Abu and Libengood says that while there will likely be a slight influx that accompanies the end of the moratorium, they don’t expect to see too many.
“Evictions still happened during the moratorium,” Libengood said. “It was for other things. You couldn’t evict somebody solely for non-payment of rent — but if there were other issues plus non-payment of rent that’s a different story.”
This prediction is backed up in part by Minnehaha County Sheriff Mike Milstead, who told KELOLAND News that the Sheriff’s Office hasn’t seen a significant decrease in evictions during the pandemic moratorium. He says the office has continued to do court-ordered evictions for reasons such as lease violations, disorderly renters and even non-payment of rent where the tenant did not claim the CDC moratorium exemption.
“It is worth noting that it’s not uncommon for landlords to work with the tenants to avoid eviction, and in the case of the CDC moratorium, some assisted the tenants in completing the paperwork,” Milstead said in an email.
Libengood says that not all the effects of the moratorium were positive.

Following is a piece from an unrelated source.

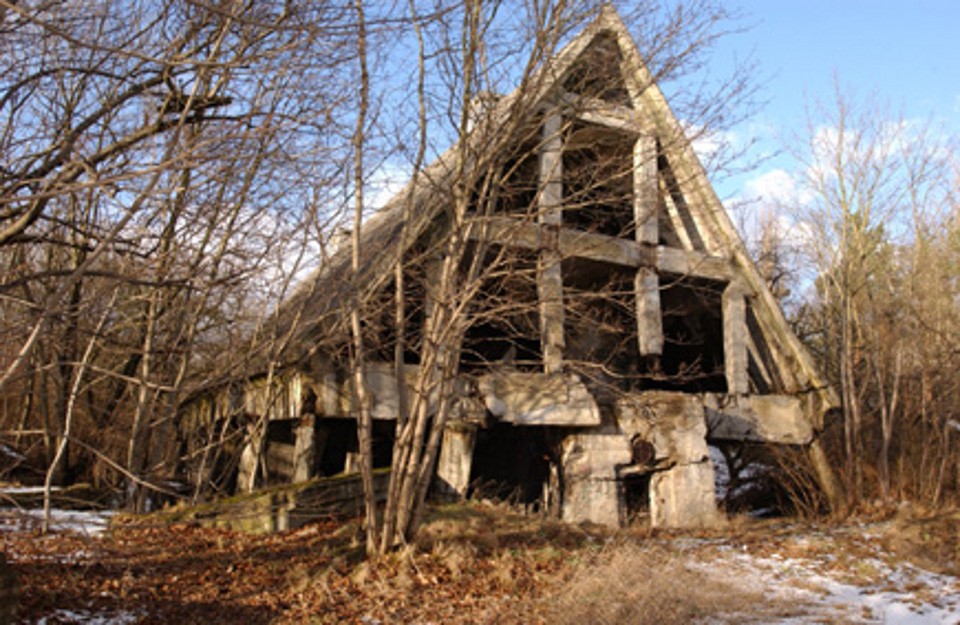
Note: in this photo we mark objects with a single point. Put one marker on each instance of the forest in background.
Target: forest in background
(170, 172)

“I think it had a wide range of different impacts,” she said. “It depends on the group we’re talking about — I think part of the messaging that was missing from the eviction moratorium when it first started was that some of the messaging was that you don’t have to pay your rent — I think a lot of landlords were left holding the bag.”
Libengood acknowledges that the moratorium definitely has had a positive effect on many who were in need, but says that some people abused the system.
“We’ve gotten reports from some landlords that tenants just blatantly just said, ‘The president says I don’t have to pay my rent so I’m not going to,'” she said. “So there’s that group, but we also have the group that genuinely needed the help.”
Libengood says in the end, your reason for not paying rent doesn’t matter.
“Whether you didn’t pay your rent maliciously or whether you didn’t pay it because you truly were having difficulties, the landlord is still holding the bag — the landlord is still owed the money, regardless,” Libengood said.
Libengood spoke more about the situation of landlords. “We should remember that we’ve lost some landlords through this — early on some landlords weren’t able to handle this and they had to sell,” she said.
“I think a lot of focus has been on the tenants, rightly so,” Libengood said. “But we also have to have landlords to house people, and we’re already in a housing crunch. When we lose some of those, it’s bad.”
One extension of the housing crunch pointed out by Libengood is the effect on future tenants.
“Future tenants are going to eat whatever losses landlords had to eat themselves — it’s going to be passed down,” Libengood said.
This, says Abu, will have an effect on those already at a disadvantage, namely the low to moderate income renters.
Asked about the timing for the end of the moratorium, Abu stated that the specific date that it ended was not the most important consideration.
“Once it ends, the real question is how we mitigate the fallout on those who genuinely need [the moratorium] — that will be the next step forward,” Abu said.
Abu and Libengood say that people concerned about facing eviction should first and foremost speak with their landlord about their situation. Beyond that, they point to community resources such as SD CARES and the 211 Helpline, as well as services such as LSS.